I did some more research and learned that BBCOR stands for Batted Ball Coefficient of Restitution (of course!). This measurement is the new standard for NCAA (2011) and high schools (2012). This is largely replacing the old standard called BESR, or Ball Exit Speed Ratio. BBCOR measures how much the bat compresses or trampolines when hitting a ball. Bats with greater compression send balls back faster. The standards are changing due to many years of discussion and debate that charged older style aluminum bats to be too dangerous for youth in that they send baseballs back towards the pitcher at much faster speeds than traditional wooden bats. While a return to wooden bats like they use in Major League Baseball may not be happening anytime soon, the BBCOR requirement seems like a good step.
I received my sample bat from Sports Authority this week, and was excited to try out the new Easton Power Brigade S3. The model I received was a 33 inch adult bat, so it was too large for my boys to try out but proved to be a perfect size for me in the backyard or on the diamond. I was pleased with how the bat felt in my hands. It had a narrow but sticky grip and despite a fairly heavy weight (it seemed thicker in the barrel), it was still easy to swing and felt very fast through the hitting zone. According to Sports Authority’s website, the Scandium Alloy material creates greater durability and extended sweet spots. This particular Easton bat becomes available in early September but is available for pre-order now at $199 retail.
Having grown up playing ball with both a wooden bat and then an old aluminum bat, I was curious to see how this new construction would feel hitting baseballs. The boys and I sorted out our practice ball bucket and found a batch of true hardballs from our lot of cushy tball variety. We set up the backstop and a hitting zone for me to pop a few into our woods. Despite the new safer construction, I wasn’t ready to have my 7 year old field my full strength efforts, despite his younger brother’s pleas for me to “nail him with one”. I was surprised at the feel of the bat as it made contact. It felt solid as it hit the ball and what really caught my attention was the sound. It wasn’t the typical “dink” of the aluminum bats that I was used to, but rather let off a “crack” that was similar to a wood sound. Pretty cool.
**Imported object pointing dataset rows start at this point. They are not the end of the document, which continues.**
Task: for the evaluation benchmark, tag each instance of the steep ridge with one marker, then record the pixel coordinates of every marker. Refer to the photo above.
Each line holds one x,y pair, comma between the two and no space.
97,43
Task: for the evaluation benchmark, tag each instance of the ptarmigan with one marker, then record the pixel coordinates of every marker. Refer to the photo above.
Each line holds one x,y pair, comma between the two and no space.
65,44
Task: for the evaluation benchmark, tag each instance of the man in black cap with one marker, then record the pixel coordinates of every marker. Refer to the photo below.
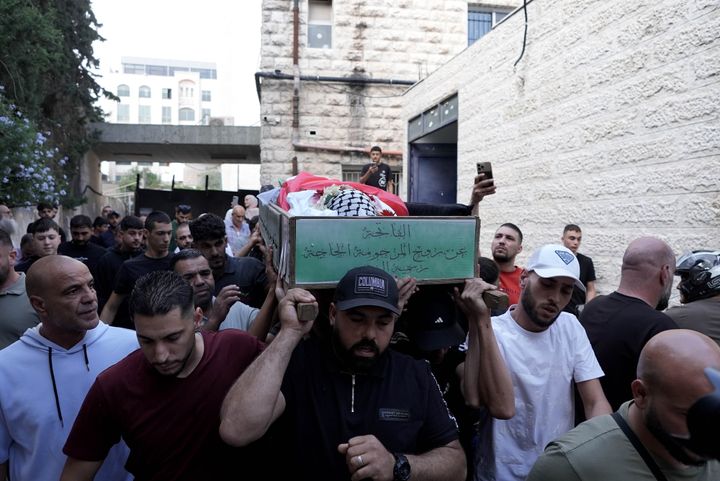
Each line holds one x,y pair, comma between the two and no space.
435,334
349,406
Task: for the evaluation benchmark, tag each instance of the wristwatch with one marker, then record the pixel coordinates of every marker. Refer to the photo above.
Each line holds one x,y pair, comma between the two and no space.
401,471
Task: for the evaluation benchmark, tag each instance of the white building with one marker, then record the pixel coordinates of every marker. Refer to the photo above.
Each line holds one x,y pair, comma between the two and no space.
160,91
170,92
332,86
606,116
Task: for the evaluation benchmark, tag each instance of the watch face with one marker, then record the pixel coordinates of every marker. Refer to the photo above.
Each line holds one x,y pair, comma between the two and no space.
401,472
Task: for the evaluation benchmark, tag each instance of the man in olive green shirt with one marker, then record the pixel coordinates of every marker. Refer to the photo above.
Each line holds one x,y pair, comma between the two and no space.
670,379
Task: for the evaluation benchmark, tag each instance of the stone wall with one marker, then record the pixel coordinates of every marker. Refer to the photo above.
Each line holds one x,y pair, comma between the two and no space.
379,39
609,120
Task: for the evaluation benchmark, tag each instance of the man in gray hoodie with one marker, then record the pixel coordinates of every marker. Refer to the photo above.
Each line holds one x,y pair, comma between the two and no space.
51,368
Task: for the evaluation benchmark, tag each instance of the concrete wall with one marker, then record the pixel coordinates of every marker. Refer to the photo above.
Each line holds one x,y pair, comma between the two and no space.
389,39
610,120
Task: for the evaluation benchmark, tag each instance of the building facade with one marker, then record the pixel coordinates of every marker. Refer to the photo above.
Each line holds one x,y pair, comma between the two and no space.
606,117
333,74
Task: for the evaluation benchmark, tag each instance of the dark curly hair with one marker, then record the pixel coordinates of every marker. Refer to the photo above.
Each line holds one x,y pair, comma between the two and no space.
207,227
Where this whole bat certification issue gets important for any kids and parents involved in baseball is that, in addition to the safety concerns, to be sure that they have or are buying a bat that meets the criteria. Many non-BBCOR bats can be found at a discount but may prove problematic for kids either today, or likely down the line as standards continue to change. From my research, it is still a bit confusing about the policy of Little League, although it appears that starting in 2012, divisions for kids 13 and over will move to a BBCOR standard.
Here are a few links for more information about the Easton Power Brigade and other BBCOR certified bats at Sports Authority:
Sports, despite any of our efforts, are always going to carry a certain degree of risk and danger, much like life itself. The safest thing to do is to stay indoors, avoid contact with others and remain still. True living, however, and the kind of life that I wish for my boys, requires stepping between the lines, up to the plate. As Teddy Roosevelt famously extolled, to be in the arena. I want my boys out there experiencing life, finding themselves striving with the team and gaining all that can be achieved through the joy and competition of sports. As parents, however, we need to be diligent in monitoring and guiding our kids’ path through the sports world, whether it be safety issues like bat construction, or physical overuse issues like the folks at STOP and Dr. Andrews are advocating.
Disclosure: I have a material connection because I received an Easton Power Brigade bat from Sports Authority at no cost to me for consideration in preparing to write this content for review on my blog.